Bug 812452

Summary: [eap6] timeout issues - deployment
Product: [Other] RHQ Project Reporter: Libor Zoubek <lzoubek>
Component: AgentAssignee: Heiko W. Rupp <hrupp>
Status: CLOSED CURRENTRELEASE QA Contact: Mike Foley <mfoley>
Severity: unspecified Docs Contact:
Priority: high    
Version: 4.4CC: hrupp, theute
Target Milestone: ---   
Target Release: RHQ 4.4.0   
Hardware: Unspecified   
OS: Unspecified   
Whiteboard:
Fixed In Version: Doc Type: Bug Fix
Doc Text:
Story Points: ---
Clone Of: Environment:
Last Closed: 2013-09-01 10:16:56 UTC Type: Bug
Regression: --- Mount Type: ---
Documentation: --- CRM:
Verified Versions: Category: ---
oVirt Team: --- RHEL 7.3 requirements from Atomic Host:
Cloudforms Team: --- Target Upstream Version:
Embargoed:
Bug Depends On:    
Bug Blocks: 707223, 735475    

Description Libor Zoubek 2012-04-13 18:51:07 UTC
Description of problem: In general, almost all operations invoked on EAP by agent can timeout. Today I had issues with creating deployment. My machine had swap filled by 700M  and EAP became too slow then.

This BZ might be related to other operations that are adding/removing a child on EAP.

Version-Release number of selected component (if applicable):


How reproducible:hard


Steps to Reproduce:
1.Have an overloaded machine - low memory
2.standup EAP6 on it, inventory it
3.create WAR Deployment on it using JON UI
  
Actual results:

If EAP is too slow, child resource creation fails with timeout. Although, deployment appears on EAP. Further attempts to create a resource will be refused by EAP (duplicate resource). But deployment is not discovered (operation failed and discovery was not triggered) so user expects it really failed.

Expected results: if deploying times out and fails, deployment should not be on EAP. Otherwise deployment must succeed.


Additional info: This can be much bigger issue not only for overloaded machine, but also larger deployments. I was deploying WAR that contains 1 JSP. Customers will more likely deploy larger applications and could potentially run into same issue.

Comment 1 Charles Crouch 2012-04-16 15:25:28 UTC
Potentially related to https://bugzilla.redhat.com/show_bug.cgi?id=802796

Comment 2 Heiko W. Rupp 2012-04-25 04:59:46 UTC
There are two issues to this:

- When you create a deployment, and do not specify a timeout explicitly then a value of 60 seconds is assumed, after which the plugin container reports a failure no matter what happens inside the plugin

- the plugin currently had a fixed timeout of 10s for connecting and 60s for upload.
-- the plugin does not have access to the timeout from the wizard to e.g. set its value to (x-1)s

One could pass the timeout from the UI to the plugin and give the plugin a hint about the minimal timeout requested from the user. Just setting it to e.g. 10min inside the plugin will not work, if the user does not specify a timeout in the UI.

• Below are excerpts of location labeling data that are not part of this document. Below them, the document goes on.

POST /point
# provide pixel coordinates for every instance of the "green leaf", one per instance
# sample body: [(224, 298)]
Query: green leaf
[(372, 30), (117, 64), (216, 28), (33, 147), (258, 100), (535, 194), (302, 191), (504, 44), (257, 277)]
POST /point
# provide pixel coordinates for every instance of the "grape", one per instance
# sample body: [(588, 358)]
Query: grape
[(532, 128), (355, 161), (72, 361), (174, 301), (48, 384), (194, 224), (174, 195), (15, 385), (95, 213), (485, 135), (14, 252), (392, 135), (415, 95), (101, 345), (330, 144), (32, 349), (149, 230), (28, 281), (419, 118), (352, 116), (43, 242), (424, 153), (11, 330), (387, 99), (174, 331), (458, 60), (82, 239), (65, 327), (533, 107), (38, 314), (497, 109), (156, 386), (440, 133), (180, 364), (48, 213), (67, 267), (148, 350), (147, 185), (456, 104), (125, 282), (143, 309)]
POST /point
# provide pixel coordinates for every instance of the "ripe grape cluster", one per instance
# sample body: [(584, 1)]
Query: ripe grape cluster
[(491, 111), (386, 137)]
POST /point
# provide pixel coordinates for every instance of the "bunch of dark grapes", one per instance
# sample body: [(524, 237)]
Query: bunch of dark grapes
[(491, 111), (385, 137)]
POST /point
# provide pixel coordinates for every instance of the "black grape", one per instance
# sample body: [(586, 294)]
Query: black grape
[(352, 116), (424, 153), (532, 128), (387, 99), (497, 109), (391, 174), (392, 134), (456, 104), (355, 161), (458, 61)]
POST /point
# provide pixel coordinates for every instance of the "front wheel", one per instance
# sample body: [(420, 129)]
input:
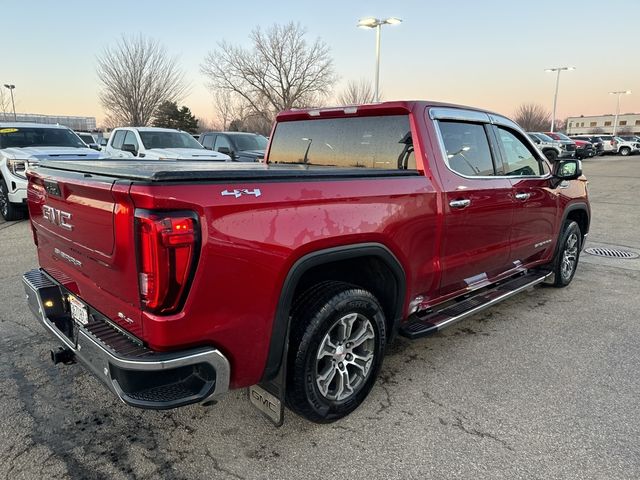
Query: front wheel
[(10, 211), (566, 260), (336, 348)]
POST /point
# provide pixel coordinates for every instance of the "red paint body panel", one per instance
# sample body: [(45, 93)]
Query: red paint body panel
[(249, 245)]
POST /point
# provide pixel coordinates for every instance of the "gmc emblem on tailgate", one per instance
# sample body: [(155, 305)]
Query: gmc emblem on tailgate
[(57, 217)]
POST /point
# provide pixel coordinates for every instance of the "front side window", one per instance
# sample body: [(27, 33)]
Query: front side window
[(131, 139), (382, 142), (519, 160), (118, 139), (467, 148), (207, 141)]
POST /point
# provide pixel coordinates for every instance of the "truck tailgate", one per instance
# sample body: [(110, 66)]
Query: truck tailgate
[(84, 230)]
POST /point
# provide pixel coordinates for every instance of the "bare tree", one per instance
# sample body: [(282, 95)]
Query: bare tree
[(532, 117), (137, 76), (280, 71), (356, 93)]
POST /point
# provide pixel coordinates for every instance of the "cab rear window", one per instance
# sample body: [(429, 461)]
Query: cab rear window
[(382, 142)]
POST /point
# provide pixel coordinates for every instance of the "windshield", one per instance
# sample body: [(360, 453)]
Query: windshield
[(250, 142), (169, 140), (545, 138), (19, 137), (86, 138)]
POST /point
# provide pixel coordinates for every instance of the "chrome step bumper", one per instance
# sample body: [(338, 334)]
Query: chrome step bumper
[(140, 377)]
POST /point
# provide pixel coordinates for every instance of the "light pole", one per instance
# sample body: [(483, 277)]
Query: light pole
[(371, 22), (11, 87), (555, 97), (615, 120)]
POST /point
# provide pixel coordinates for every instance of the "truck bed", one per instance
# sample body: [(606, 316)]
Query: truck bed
[(187, 171)]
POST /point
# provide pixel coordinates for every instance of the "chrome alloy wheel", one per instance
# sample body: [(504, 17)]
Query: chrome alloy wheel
[(570, 256), (345, 357)]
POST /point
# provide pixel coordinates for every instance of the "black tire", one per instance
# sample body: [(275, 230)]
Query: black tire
[(319, 317), (9, 211), (567, 255), (551, 155)]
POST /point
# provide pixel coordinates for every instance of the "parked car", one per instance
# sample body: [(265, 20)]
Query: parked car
[(89, 139), (610, 143), (552, 149), (596, 141), (152, 143), (584, 149), (25, 144), (291, 276), (626, 147), (240, 146)]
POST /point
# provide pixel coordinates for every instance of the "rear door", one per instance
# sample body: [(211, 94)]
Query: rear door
[(478, 206), (536, 203)]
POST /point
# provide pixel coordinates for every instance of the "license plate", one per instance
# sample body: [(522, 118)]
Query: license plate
[(79, 312)]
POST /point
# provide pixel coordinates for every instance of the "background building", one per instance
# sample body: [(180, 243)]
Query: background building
[(86, 124), (628, 124)]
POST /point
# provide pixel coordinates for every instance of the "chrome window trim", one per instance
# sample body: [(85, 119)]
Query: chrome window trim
[(459, 114)]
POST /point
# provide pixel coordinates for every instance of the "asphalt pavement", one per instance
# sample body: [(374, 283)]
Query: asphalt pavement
[(545, 385)]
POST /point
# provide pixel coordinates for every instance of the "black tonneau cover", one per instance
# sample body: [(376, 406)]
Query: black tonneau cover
[(177, 171)]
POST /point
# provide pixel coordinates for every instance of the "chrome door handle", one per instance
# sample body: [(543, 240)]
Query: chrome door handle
[(460, 203)]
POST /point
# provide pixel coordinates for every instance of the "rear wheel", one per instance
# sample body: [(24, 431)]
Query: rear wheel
[(551, 155), (9, 211), (566, 259), (336, 348)]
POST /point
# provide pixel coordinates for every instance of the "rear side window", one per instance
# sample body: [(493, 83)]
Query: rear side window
[(382, 142), (519, 160), (467, 148), (118, 139)]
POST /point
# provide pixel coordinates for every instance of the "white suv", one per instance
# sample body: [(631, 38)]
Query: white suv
[(23, 144), (153, 143)]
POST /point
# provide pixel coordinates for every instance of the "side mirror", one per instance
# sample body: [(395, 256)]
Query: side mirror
[(129, 147), (569, 169)]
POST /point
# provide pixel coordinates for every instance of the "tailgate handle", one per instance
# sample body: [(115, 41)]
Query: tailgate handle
[(464, 203)]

Comment 3 Heiko W. Rupp 2012-04-25 09:01:12 UTC
master 38935c2

Default timeout for uploads is now increased to 120 seconds. The user can override this via timeout setting in the UI; this timeout setting applies to the total time the plugin is working in the createChild method. This means that with a setting of 120sec in the UI, it is possible that the actual time that an upload may take is only 119sec.

Comment 4 Heiko W. Rupp 2013-09-01 10:16:56 UTC
Bulk closing of items that are on_qa and in old RHQ releases, which are out for a long time and where the issue has not been re-opened since.